Many families are wary of adopting children due to the popular stereotype that biological parents endow their offspring with some genetic flaws, like alcoholism and drug addictionOfficially, Andrei is still the son of his biological mother. Legally, Tatyana and Alexander are Andrei’s guardians, which is a transitory stage on the way to full adoption. Members of the guardian family cannot assign their second name to the child and are not fully-fledged parents, but they receive a monthly allowance from the federal and regional budgets. Fully adopted children equal biological children in every respect, and do not bring their families any additional revenue. Being a self-sufficient, hard working family, Tatyana and Alexander are ready for full adoption, but are kindly asked to wait for a court decision which alone can change a child’s family status. Before becoming a full family member, Andryusha brought to his new home a “dowry” of the state’s financial assistance.
Russia’s regions pay guardians a one-time award of $1,200 to $12,000 for every child, and later back it up with a $150 to $300 monthly allowance. The federal budget provides $160 more on a monthly basis. For a Russian province, this is a lot of money.
Irina Kungurtseva, the deputy minister of social protection of the Sverdlovsk region, sees a big future for adopted families, which may often need help. “We shall soon have a special service of social workers trained to assist the families with adopted children, foster families and guardians. We view the activity of these social workers not as a form of control, but as a form of assistance. A professional can help the family to find a good lawyer, a competent psychologist, and help with the paperwork,” Kungurtseva said.
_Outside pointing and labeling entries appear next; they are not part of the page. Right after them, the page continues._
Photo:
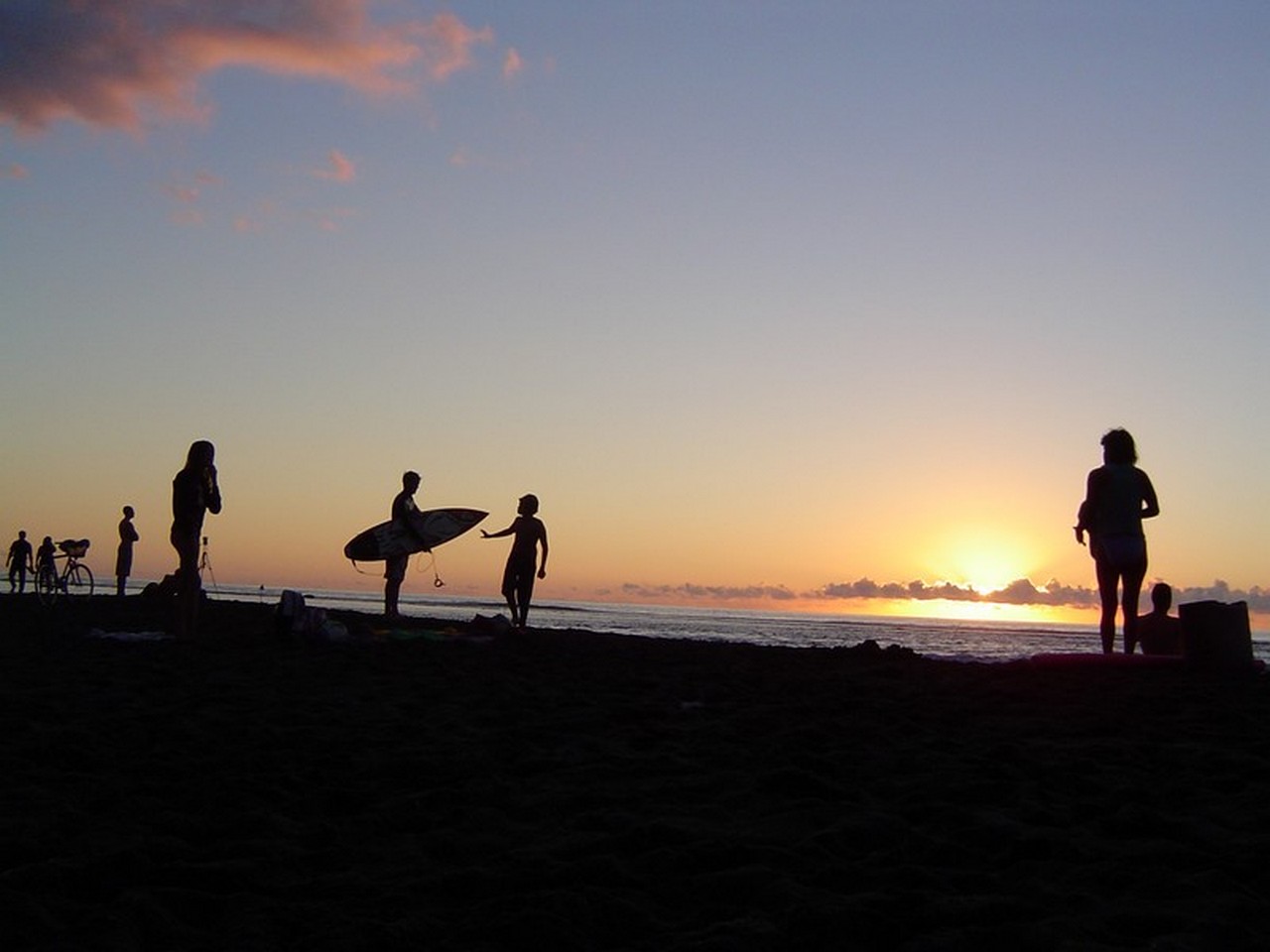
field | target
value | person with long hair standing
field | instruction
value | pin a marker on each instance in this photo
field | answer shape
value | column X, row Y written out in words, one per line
column 194, row 493
column 1118, row 497
column 123, row 557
Paperwork is a traditional problem for adopters. However, rumors about monstrous bureaucratic procedures dragging on for years, with Russian adopters losing to foreign ones because of their relative poverty and inability to pay bribes, are somewhat exaggerated. “We needed to show proof of our being married as well as of owning an apartment and not having been convicted of any crime in our lifetime,” Malyshev said. “We did not encounter any stumbling blocs from the authorities; on the contrary, the Guardianship and Custody authority helped us collect the documents. The whole procedure took about a month.” Alexei Golovan, the commissioner for the Right of a Child in the Moscow region, estimates that the average period of awaiting an adopted child is no longer than three months in 44 out of Russia’s 85 regions. In 24 regions it averages six months, and in the other ones it can drag on for a year or more.
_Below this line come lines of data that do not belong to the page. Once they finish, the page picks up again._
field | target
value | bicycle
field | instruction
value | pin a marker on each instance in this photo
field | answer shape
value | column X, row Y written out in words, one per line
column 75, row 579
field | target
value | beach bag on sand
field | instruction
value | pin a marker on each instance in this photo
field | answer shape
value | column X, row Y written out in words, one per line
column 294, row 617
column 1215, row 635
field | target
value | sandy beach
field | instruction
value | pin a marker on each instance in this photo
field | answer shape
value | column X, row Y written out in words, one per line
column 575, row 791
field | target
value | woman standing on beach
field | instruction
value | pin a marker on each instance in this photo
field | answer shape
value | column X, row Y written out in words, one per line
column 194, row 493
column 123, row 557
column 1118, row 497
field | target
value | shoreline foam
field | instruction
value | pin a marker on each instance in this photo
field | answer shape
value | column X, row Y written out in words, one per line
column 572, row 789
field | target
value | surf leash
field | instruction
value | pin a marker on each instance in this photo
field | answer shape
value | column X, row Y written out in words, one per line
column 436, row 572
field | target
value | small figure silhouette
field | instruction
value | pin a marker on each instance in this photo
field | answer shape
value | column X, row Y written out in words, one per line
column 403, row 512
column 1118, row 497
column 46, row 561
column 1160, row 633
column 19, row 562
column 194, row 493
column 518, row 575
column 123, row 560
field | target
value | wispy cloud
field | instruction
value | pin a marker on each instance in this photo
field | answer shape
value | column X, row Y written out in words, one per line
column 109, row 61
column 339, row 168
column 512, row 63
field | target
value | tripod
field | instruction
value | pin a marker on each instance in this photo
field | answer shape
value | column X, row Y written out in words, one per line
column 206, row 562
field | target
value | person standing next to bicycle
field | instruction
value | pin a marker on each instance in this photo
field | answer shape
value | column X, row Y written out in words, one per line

The Malyshevs did not have to wait that long. Within weeks after submitting the documents they were shown several profiles of abandoned children from the federal database, and Andryusha’s happened to be on top of the pile. Alexander did not take long to make his choice. “We are not at a village market,” he joked.
Stereotypes die hard
One of the main problems that the adoption process brings in Russia is psychological. A belief that the vices of the biological parents are genetically transferred to the “social orphans” is still widespread, and people are afraid of “raising a future drug user” in their own family. The foster families, where children are taken out of an orphanage by possible adopters for a weekend, a week or a month, do not always end with happy adoptions, but they certainly help to break the stereotype. When looking a child in the eye, “genetic” stereotypes (which are indeed very similar to racist ones) go away.